Caterpillar held a jobs fair in Muncie, Ind., over the weekend, that drew thousands of applicants. Some job seekers showed up at 4 a.m., five hours before the company began letting people in the door. In all, about 3,000 people turned out, according to the Muncie Free Press.
The Muncie plant, which assembles locomotives, underwent a $50 million renovation last year and became the first new locomotive plant in the United States in years.
The New Year’s lock out of the Canadian Auto Workers union came after the CAW refused to accept deep concessions that would have cut hourly pay in half.
The move comes just as Indiana is implementing its new Right to Work law, signed by Gov. Mitch Daniels last week.

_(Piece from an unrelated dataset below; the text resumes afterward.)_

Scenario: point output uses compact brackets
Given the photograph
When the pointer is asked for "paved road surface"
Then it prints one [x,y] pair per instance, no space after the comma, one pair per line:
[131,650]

The law prevents unions from charging mandatory dues, even if they represent a workforce.
In explaining the shutdown, Billy Ainsworth, the CEO of Progress Rail, said in a letter to employees that all the company’s facilities “must achieve competitive costs, quality and operating flexibility to compete and win in the global marketplace, and expectations at the London plant were no different.”